Note: Since we read CSV as DataFrame then converted to RDD, rows are Row objects.
Access columns by name: `row['STATE']` or `row.STATE`


In [5]:
def safe_int(x):
    """Safely convert to int, return 0 if None/null"""
    if x is None:
        return 0
    try:
        return int(float(x))
    except (ValueError, TypeError):
        return 0

def calculate_total_harm(row):
    """Calculate total human harm: injuries + deaths (direct + indirect)"""
    # Row objects support dictionary-style access: row['COLUMN'] returns None if missing/null
    injuries_direct = safe_int(row['INJURIES_DIRECT'])
    injuries_indirect = safe_int(row['INJURIES_INDIRECT'])
    deaths_direct = safe_int(row['DEATHS_DIRECT'])
    deaths_indirect = safe_int(row['DEATHS_INDIRECT'])
    return injuries_direct + injuries_indirect + deaths_direct + deaths_indirect

# Create RDD with total harm calculated
rdd_with_harm = rdd.map(lambda row: (row, calculate_total_harm(row)))

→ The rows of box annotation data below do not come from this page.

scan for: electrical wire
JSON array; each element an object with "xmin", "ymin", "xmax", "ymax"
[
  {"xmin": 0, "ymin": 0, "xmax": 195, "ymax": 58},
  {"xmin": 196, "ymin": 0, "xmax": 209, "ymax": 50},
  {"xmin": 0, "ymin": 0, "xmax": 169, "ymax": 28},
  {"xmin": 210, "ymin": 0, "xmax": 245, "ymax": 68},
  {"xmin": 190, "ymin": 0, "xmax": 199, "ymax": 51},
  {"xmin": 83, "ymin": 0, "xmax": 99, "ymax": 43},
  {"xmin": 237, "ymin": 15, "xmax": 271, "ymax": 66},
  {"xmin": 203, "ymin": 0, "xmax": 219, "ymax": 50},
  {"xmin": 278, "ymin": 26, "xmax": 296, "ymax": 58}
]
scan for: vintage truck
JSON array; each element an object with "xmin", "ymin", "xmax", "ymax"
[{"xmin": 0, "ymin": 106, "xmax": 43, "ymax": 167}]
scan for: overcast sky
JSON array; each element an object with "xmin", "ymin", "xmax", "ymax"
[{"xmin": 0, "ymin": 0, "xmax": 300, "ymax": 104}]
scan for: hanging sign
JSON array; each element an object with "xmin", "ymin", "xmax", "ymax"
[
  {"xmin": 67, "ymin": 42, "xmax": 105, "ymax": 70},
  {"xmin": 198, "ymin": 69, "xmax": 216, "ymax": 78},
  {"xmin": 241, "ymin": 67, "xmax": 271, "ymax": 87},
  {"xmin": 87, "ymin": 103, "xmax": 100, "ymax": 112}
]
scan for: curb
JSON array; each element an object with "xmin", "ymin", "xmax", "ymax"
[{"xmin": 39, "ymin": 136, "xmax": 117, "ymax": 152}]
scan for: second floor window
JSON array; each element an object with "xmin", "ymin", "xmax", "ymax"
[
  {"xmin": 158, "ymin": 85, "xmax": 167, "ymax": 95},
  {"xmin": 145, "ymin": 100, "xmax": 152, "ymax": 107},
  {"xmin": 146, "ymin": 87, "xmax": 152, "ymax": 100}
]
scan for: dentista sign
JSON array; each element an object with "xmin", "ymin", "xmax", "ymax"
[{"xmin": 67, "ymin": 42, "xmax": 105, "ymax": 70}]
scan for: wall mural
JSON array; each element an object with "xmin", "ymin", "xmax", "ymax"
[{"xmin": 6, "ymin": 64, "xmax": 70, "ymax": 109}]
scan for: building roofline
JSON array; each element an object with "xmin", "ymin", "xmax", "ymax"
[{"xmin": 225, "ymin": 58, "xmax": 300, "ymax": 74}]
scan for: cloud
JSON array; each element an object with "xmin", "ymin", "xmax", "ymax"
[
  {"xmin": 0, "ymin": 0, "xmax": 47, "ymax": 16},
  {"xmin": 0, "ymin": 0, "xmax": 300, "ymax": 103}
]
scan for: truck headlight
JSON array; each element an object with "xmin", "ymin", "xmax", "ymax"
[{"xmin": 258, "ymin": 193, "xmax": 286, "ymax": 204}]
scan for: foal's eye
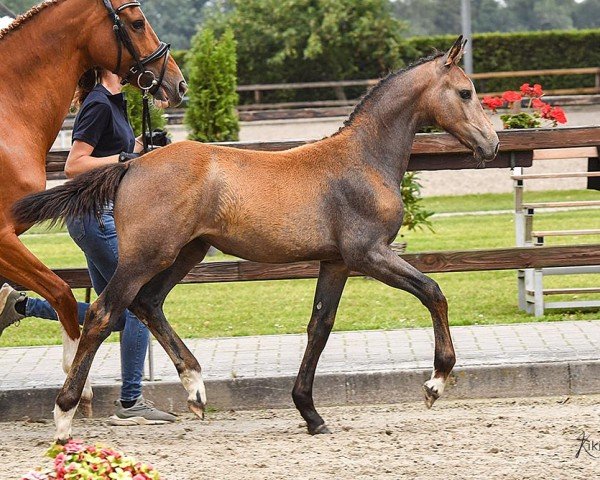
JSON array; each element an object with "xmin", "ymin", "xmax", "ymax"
[{"xmin": 458, "ymin": 90, "xmax": 471, "ymax": 100}]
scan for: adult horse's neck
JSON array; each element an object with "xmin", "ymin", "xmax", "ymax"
[
  {"xmin": 332, "ymin": 61, "xmax": 433, "ymax": 183},
  {"xmin": 0, "ymin": 0, "xmax": 101, "ymax": 158}
]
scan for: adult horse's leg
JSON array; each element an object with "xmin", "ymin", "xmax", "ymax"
[
  {"xmin": 351, "ymin": 245, "xmax": 456, "ymax": 408},
  {"xmin": 0, "ymin": 227, "xmax": 93, "ymax": 416},
  {"xmin": 292, "ymin": 262, "xmax": 349, "ymax": 435},
  {"xmin": 129, "ymin": 239, "xmax": 210, "ymax": 418}
]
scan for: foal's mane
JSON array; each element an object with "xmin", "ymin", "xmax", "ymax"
[
  {"xmin": 0, "ymin": 0, "xmax": 65, "ymax": 40},
  {"xmin": 335, "ymin": 50, "xmax": 444, "ymax": 135}
]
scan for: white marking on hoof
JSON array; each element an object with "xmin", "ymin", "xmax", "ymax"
[
  {"xmin": 423, "ymin": 372, "xmax": 446, "ymax": 408},
  {"xmin": 54, "ymin": 405, "xmax": 77, "ymax": 444},
  {"xmin": 179, "ymin": 370, "xmax": 206, "ymax": 405}
]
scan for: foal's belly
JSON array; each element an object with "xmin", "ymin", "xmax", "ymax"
[{"xmin": 204, "ymin": 219, "xmax": 339, "ymax": 263}]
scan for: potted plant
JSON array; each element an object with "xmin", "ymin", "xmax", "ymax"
[{"xmin": 482, "ymin": 83, "xmax": 567, "ymax": 129}]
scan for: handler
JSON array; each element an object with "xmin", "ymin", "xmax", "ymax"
[{"xmin": 0, "ymin": 68, "xmax": 176, "ymax": 425}]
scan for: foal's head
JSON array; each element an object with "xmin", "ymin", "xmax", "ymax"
[
  {"xmin": 85, "ymin": 0, "xmax": 187, "ymax": 106},
  {"xmin": 422, "ymin": 36, "xmax": 499, "ymax": 163}
]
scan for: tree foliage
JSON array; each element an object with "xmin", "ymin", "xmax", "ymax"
[
  {"xmin": 410, "ymin": 29, "xmax": 600, "ymax": 92},
  {"xmin": 208, "ymin": 0, "xmax": 412, "ymax": 92},
  {"xmin": 394, "ymin": 0, "xmax": 600, "ymax": 35},
  {"xmin": 185, "ymin": 28, "xmax": 239, "ymax": 142},
  {"xmin": 137, "ymin": 0, "xmax": 207, "ymax": 49}
]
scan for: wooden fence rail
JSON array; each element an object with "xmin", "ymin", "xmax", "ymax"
[
  {"xmin": 0, "ymin": 245, "xmax": 600, "ymax": 289},
  {"xmin": 46, "ymin": 126, "xmax": 600, "ymax": 180},
  {"xmin": 237, "ymin": 67, "xmax": 600, "ymax": 110},
  {"xmin": 8, "ymin": 126, "xmax": 600, "ymax": 304}
]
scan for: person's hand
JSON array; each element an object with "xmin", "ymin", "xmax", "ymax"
[{"xmin": 119, "ymin": 152, "xmax": 140, "ymax": 163}]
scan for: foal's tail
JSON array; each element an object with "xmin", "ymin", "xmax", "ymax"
[{"xmin": 12, "ymin": 163, "xmax": 129, "ymax": 225}]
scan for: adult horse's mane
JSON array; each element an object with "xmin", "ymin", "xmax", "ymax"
[
  {"xmin": 335, "ymin": 50, "xmax": 444, "ymax": 135},
  {"xmin": 0, "ymin": 0, "xmax": 65, "ymax": 40}
]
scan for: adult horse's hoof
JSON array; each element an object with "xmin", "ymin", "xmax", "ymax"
[
  {"xmin": 423, "ymin": 382, "xmax": 440, "ymax": 408},
  {"xmin": 308, "ymin": 423, "xmax": 331, "ymax": 435},
  {"xmin": 188, "ymin": 400, "xmax": 206, "ymax": 420}
]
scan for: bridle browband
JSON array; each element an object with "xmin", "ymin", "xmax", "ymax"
[
  {"xmin": 102, "ymin": 0, "xmax": 171, "ymax": 95},
  {"xmin": 102, "ymin": 0, "xmax": 171, "ymax": 152}
]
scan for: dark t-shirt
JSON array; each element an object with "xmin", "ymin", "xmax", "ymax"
[{"xmin": 73, "ymin": 84, "xmax": 135, "ymax": 157}]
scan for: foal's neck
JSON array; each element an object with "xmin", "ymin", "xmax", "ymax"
[
  {"xmin": 332, "ymin": 63, "xmax": 430, "ymax": 183},
  {"xmin": 0, "ymin": 0, "xmax": 92, "ymax": 157}
]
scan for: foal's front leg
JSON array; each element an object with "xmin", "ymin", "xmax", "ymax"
[
  {"xmin": 352, "ymin": 245, "xmax": 456, "ymax": 408},
  {"xmin": 292, "ymin": 262, "xmax": 349, "ymax": 435}
]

# Filter to only rows with harm > 0
rdd_harm = rdd_with_harm.filter(lambda x: x[1] > 0)

# Calculate metrics
events_with_harm = rdd_harm.count()
total_harm_sum = int(rdd_harm.map(lambda x: x[1]).sum())

# Display results with clean formatting
print("="*60)
print("DATASET OVERVIEW: Human Harm Analysis")
print("="*60)
print(f"Total events with harm:        {events_with_harm:,} events")
print(f"Total people harmed:           {total_harm_sum:,} people")
print(f"Average harm per event:        {total_harm_sum/events_with_harm:.2f} people/event")
print("="*60)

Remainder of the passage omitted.